負けの解釈と自己受容

 

負けを解釈する


 先日、Fighting nexus.36でフェザー級タイトルに挑戦させていただきました。チャンピオンに何もさせてもらえずに負けました。三角締めでフィニッシュされて、セコンドに声をかけて貰うまで、意識が戻らなかったようです。

 セコンドの顔と会場の様子を見た時、「あれ、試合前なのに、どうして僕はケージの中で座り込んでいるだろう。さっき、名前をコールされたはずなのに。」と思う一方で、若干のタイムラグはありましたが、すぐに自分の負けを悟りました。

 負けたら、潔く勝者に場所を譲りたいと思っているので、すぐに控室に帰りました。セコンドの二人にこれまでの感謝を伝えた時、少し涙が出ました。
 悔しさや不甲斐なさを含まずに泣いたのは初めてな気がします。純粋な気持ちで、ここが終着点なのだと感じて、これまでの感謝ともう彼等と一緒に居れないことだけが寂しくて泣いていました。

 本当に強いチャンピオンと試合させてもらって心の底から嬉しかったですし、また一つこの世界の広さを知ることが出来て、学びを深めることが出来ました。その点に関しては、この場所を作ってくれた沢山の方々に感謝しています。
 
 今まで、負ける度に自分の競技力を見つめなおしてきましたが、今回は自分の人間力、器が足りなかったと思っています。
 
 この半年でしょうか、フェザー級のベルトを巻くことに集中して練習に打ち込んできましたが、勝った時に待っている自分を取り巻く環境を受け入れる強さが自分にはなかったのだと、今になって考えています。
 
 ただ、僕が未熟だったから、勝つ勇気がなかったから、当然の結末を迎えたのだと思います。勝たなければ、今のままの自分でいられますから。きっと、変化を受け入れるのが、怖かったんでしょう。

自分の人生を生きるために自己受容を考える

 試合の結果を自分で解釈して、家庭と社会の中で生活する中で、改めて、自分の人生をどう生きていきたいのかを点検しています。
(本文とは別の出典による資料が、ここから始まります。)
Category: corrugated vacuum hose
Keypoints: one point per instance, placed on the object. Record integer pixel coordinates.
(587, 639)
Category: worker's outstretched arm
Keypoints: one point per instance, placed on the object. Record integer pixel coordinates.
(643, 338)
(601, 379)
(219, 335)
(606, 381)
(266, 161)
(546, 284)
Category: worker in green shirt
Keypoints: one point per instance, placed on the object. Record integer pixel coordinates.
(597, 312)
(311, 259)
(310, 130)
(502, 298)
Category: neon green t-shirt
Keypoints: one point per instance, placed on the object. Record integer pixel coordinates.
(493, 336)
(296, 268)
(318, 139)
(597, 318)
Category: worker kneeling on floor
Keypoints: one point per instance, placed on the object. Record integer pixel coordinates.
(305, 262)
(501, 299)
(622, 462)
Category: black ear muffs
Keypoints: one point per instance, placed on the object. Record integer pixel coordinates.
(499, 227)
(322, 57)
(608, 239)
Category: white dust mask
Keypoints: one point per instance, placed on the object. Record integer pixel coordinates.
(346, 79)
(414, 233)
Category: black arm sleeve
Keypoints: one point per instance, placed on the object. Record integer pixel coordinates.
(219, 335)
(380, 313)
 自分の生きる上での指針は少しずつ変化しているのと、抽象的なイメージから具体的な言葉へと形を変えているように感じています。

 子供の頃は、自分を取り巻く環境を受け入れることが出来ず、社会や世界を恨めしく思っていました。格闘技を始めて、夢や途上の挫折を共有できる人が周りに出来るようになったのは、いくらか僕の人生を癒してくれましたが、まだまだ僕にとって社会は手の届くことのない遠い存在でした。

 僕が周囲の人と打ち解けて、自分が人の役に立てることを感じられたのは、ここ2~3年のことでしょうか。

 ある時に「自分が世界に祝福されている感覚」という言葉に触れて、その言葉の真意を探ってきました。この世界に生まれ落ちることが幸か不幸か、生きることに何か意味があるのか、誰もが考えたことがあるような疑問だと思います。
 
 唯、宇宙の誕生から人類の繁栄と今ここに自分が存在していることを奇跡だと感じることや、自分の人生を自分自身で意味づけすることは可能だと思っています。

 もう少し現実的な見方をすれば、この世界に生まれた時点で世界から祝福を受けていること。また、自分を取り巻く世界は認知を変えることで再構築され、自分の人生は自身の解釈に依って如何様にも変えられるということです。

 僕がすぐ近くにいる人を仲間だと思えるようになってからは、これまでよりずっと人に親身になることが出来ましたし、みんなが僕に対して親身になってくれたように感じました。

 今の僕には、まだ人の幸せを素直に喜べないところがあります。でも、人の役に立てることが少なからず、幸せに感じられるようになってきました。

 誰かに必要とされることが自分の生きる意味だという他者への依存すらないところで、自分が幸せにいれることや社会との接点を持ったまま、隣人に対して援助する姿勢を崩さないようになりたい。社会をありのままに捉えてみたい。
 それがこれからの目標であり、自分が自身の人生を主体的に生きる道標だと思っています。